Oceana urges decision makers to heed scientific advice when setting 2015 catch limits and management measures.

Today, the European Commission announced their initial plans for next year’s fishing quotas – Total Allowable Catches (TACs) - in the EU. The exact catch limits will not be decided until this autumn, but today’s review revealed an alarming reality: 41% of North East Atlantic stocks and 91% of Mediterranean stocks are overfished. Oceana welcomes the fact that the Commission is ready to progress on multiannual management plans, and propose additional measures to rebuild fish stocks in accordance with the Maximum Sustainable Yield (MSY).

“Let’s hope that these good intentions prove to be more than just words.
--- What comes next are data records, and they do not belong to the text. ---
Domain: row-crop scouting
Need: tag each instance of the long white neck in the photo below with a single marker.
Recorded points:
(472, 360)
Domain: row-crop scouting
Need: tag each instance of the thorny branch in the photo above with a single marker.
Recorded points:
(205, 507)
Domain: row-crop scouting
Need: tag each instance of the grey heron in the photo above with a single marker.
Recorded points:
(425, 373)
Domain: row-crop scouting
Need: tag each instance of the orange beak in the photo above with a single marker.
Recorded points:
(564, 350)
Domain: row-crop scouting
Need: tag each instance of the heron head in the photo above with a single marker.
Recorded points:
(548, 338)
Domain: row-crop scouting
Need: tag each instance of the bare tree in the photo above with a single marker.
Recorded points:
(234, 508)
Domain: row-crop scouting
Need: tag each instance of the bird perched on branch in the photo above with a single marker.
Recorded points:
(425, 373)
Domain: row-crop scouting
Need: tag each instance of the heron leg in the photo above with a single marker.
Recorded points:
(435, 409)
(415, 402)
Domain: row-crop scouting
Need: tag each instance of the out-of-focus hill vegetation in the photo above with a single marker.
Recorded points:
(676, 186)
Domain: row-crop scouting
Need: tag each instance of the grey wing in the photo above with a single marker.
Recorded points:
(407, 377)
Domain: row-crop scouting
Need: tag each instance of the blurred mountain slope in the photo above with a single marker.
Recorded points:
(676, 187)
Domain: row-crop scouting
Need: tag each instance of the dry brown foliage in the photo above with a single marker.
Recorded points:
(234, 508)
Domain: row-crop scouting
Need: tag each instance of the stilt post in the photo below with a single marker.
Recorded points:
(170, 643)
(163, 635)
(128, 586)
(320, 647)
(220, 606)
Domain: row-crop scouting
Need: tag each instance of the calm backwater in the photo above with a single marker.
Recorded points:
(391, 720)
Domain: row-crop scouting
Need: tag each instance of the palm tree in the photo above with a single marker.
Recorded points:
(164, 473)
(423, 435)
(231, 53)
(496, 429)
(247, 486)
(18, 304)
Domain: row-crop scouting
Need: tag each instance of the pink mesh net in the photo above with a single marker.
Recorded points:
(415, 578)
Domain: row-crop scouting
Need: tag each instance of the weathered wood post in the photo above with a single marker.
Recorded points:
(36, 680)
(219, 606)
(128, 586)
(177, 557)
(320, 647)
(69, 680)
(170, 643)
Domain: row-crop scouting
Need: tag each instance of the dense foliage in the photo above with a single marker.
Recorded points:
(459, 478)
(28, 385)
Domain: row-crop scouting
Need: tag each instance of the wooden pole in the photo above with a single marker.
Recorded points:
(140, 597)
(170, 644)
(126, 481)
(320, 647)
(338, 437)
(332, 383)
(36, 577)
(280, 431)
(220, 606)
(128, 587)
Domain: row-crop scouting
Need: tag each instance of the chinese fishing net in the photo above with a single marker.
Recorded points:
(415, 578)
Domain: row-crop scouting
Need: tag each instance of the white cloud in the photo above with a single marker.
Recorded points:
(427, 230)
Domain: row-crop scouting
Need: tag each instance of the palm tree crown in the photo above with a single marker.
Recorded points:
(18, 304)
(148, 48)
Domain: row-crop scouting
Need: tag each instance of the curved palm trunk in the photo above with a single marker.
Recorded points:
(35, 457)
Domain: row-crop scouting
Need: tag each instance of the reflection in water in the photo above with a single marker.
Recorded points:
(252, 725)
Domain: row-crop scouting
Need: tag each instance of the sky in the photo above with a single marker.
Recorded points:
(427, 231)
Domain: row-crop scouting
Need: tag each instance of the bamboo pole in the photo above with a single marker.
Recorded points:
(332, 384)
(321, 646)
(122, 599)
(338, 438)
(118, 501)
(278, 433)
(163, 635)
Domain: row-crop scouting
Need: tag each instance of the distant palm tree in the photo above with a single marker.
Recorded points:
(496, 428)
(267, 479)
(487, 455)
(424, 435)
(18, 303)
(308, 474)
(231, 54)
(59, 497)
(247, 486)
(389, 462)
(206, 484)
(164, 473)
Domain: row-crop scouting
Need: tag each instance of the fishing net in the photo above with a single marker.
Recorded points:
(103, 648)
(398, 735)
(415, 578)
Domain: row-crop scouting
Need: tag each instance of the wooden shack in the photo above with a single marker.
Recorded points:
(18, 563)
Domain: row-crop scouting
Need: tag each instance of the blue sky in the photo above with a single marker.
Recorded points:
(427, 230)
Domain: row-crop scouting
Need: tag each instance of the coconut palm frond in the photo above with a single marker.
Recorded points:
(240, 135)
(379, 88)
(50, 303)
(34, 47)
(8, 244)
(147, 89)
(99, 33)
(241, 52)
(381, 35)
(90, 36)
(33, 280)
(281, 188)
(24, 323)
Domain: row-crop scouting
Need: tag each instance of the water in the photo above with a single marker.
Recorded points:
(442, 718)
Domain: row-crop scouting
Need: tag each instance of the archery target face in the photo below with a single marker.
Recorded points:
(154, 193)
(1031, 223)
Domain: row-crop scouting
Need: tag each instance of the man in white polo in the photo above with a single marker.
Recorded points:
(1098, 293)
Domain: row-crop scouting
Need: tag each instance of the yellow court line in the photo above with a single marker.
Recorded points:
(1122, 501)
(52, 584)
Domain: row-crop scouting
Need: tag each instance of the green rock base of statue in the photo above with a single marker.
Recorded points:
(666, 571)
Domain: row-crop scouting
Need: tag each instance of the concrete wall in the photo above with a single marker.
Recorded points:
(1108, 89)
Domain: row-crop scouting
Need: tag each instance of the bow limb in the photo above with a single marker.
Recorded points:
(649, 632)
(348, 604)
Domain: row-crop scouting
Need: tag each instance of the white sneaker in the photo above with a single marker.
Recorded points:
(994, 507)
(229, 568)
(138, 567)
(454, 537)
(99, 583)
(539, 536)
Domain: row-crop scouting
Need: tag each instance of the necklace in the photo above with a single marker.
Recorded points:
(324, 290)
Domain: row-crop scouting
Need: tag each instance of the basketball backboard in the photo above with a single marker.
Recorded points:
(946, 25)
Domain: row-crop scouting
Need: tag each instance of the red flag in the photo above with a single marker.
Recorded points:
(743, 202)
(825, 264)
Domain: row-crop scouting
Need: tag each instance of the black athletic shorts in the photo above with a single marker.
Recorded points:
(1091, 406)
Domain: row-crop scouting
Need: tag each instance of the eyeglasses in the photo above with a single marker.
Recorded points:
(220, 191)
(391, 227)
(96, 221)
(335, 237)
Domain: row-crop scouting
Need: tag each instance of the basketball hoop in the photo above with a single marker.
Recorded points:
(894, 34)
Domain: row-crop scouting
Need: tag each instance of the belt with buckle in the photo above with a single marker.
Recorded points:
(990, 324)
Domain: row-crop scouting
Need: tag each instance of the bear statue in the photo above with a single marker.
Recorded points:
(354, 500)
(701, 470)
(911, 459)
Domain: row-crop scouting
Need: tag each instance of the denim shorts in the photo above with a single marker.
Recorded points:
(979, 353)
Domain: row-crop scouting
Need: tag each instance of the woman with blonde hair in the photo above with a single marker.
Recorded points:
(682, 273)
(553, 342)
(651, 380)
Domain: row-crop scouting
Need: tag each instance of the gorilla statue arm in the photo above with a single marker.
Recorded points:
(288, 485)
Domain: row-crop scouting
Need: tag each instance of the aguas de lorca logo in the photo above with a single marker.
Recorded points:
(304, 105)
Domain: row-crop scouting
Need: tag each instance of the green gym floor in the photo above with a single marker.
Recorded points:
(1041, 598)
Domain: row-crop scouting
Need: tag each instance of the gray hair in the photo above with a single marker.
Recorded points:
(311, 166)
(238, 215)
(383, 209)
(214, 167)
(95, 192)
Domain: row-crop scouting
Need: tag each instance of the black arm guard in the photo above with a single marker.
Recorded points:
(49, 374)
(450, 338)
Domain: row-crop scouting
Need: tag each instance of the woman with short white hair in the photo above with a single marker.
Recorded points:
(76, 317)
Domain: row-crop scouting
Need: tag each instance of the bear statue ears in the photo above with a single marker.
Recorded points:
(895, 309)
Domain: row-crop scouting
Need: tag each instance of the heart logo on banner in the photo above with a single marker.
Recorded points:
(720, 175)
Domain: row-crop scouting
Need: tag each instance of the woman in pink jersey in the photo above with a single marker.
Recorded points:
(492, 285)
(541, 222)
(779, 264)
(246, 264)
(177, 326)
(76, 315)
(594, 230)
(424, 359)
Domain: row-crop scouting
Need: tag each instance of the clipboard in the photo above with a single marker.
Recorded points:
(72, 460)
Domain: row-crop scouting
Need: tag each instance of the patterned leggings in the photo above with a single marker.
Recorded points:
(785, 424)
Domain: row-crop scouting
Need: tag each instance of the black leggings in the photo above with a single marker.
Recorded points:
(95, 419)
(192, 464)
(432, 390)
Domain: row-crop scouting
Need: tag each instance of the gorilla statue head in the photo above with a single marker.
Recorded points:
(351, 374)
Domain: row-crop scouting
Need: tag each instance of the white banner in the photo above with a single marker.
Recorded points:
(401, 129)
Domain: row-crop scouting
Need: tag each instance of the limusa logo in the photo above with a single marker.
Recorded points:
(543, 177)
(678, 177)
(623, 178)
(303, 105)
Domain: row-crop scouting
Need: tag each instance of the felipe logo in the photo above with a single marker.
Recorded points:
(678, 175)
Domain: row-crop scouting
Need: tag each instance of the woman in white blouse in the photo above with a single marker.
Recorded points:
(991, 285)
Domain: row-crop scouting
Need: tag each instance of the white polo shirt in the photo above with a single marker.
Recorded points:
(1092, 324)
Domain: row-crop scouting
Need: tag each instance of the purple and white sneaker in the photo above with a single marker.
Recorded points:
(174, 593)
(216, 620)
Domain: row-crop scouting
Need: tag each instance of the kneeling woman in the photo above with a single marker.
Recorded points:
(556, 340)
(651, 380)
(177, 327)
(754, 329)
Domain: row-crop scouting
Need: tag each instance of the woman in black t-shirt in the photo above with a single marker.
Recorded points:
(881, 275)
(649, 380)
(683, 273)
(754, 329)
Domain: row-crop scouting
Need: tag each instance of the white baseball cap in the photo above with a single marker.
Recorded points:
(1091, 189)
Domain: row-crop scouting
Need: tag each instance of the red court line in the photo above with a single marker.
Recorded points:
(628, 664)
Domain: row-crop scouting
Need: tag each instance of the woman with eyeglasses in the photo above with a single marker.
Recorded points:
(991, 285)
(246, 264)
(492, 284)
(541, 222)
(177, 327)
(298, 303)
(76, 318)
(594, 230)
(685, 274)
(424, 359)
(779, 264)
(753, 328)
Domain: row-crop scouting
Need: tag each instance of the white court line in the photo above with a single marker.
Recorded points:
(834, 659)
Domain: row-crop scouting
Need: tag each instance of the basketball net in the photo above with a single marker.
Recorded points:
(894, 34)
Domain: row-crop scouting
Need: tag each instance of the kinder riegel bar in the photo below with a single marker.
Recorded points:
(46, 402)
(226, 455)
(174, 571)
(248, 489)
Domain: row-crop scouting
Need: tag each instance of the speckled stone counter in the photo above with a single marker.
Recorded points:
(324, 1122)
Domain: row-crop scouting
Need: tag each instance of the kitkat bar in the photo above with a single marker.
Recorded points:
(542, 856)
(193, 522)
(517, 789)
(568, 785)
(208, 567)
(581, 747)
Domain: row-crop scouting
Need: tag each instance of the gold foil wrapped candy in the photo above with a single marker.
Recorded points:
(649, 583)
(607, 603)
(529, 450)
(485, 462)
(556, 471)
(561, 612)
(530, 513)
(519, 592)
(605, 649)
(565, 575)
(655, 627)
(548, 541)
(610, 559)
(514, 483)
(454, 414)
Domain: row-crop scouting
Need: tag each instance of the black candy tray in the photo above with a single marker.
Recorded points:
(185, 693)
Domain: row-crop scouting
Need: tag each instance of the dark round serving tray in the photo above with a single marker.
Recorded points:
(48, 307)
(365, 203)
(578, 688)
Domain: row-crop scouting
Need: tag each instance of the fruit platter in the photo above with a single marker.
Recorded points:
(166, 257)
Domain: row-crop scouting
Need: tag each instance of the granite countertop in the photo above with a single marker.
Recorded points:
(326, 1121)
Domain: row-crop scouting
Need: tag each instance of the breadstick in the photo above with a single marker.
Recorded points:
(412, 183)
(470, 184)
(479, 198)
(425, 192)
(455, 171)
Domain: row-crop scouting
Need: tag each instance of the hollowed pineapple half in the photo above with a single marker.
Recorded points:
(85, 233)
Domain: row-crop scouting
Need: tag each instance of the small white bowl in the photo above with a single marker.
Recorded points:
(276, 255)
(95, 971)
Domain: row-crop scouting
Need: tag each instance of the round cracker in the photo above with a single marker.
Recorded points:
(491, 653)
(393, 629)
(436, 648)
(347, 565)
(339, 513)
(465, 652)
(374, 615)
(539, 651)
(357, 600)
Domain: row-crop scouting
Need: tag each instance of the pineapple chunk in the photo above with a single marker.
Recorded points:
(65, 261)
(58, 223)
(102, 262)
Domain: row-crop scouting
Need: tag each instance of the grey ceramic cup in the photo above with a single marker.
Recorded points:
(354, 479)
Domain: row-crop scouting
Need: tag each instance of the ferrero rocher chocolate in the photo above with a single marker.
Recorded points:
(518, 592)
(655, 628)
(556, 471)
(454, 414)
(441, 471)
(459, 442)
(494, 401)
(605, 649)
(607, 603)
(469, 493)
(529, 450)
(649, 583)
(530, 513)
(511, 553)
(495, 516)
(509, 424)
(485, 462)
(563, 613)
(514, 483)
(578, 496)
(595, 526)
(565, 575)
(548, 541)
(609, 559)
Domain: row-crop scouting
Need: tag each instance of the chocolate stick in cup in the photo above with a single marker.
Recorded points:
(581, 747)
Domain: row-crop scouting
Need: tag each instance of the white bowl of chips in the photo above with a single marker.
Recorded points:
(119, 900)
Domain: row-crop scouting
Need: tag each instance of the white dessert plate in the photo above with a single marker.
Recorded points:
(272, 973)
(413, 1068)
The alarming state of European fish stocks requires that decision makers finally close the gap between scientific advice and adopted management measures. The clock is ticking for European fisheries – any irresponsible, short-term decisions will backfire and undermine the newly-reformed Common Fisheries Policy (CFP)”, stated Xavier Pastor, executive director of Oceana in Europe.

In the new CFP, EU Member States and the Parliament agreed to rebuild fish stocks, phase out discards and strengthen environmental protection. The decision on the 2015 fishing opportunities will therefore be a clear indication on how willing Member States are to apply the principles they have agreed on in practice. Oceana urges them to set 2015 catch limits according to MSY, and to follow the precautionary approach in the spirit of the new CFP.

Fishing areas of particular concern:

  • Mediterranean Sea: Overfishing is prevalent with 91% of stocks overexploited, including European hake, red mullet, and deep-water rose shrimp, along with sardines and anchovies.
  • North-East Atlantic:  41% of fish stocks are classified as overexploited. The situation is difficult for key commercial species, particularly cod   and western horse mackerel.
  • The Baltic Sea: Scientists recently recommended the largest cut in Baltic cod catches in years. The western cod stock is not fished sustainably, and the eastern cod stock is in a dire state, consisting mainly of small and skinny individuals.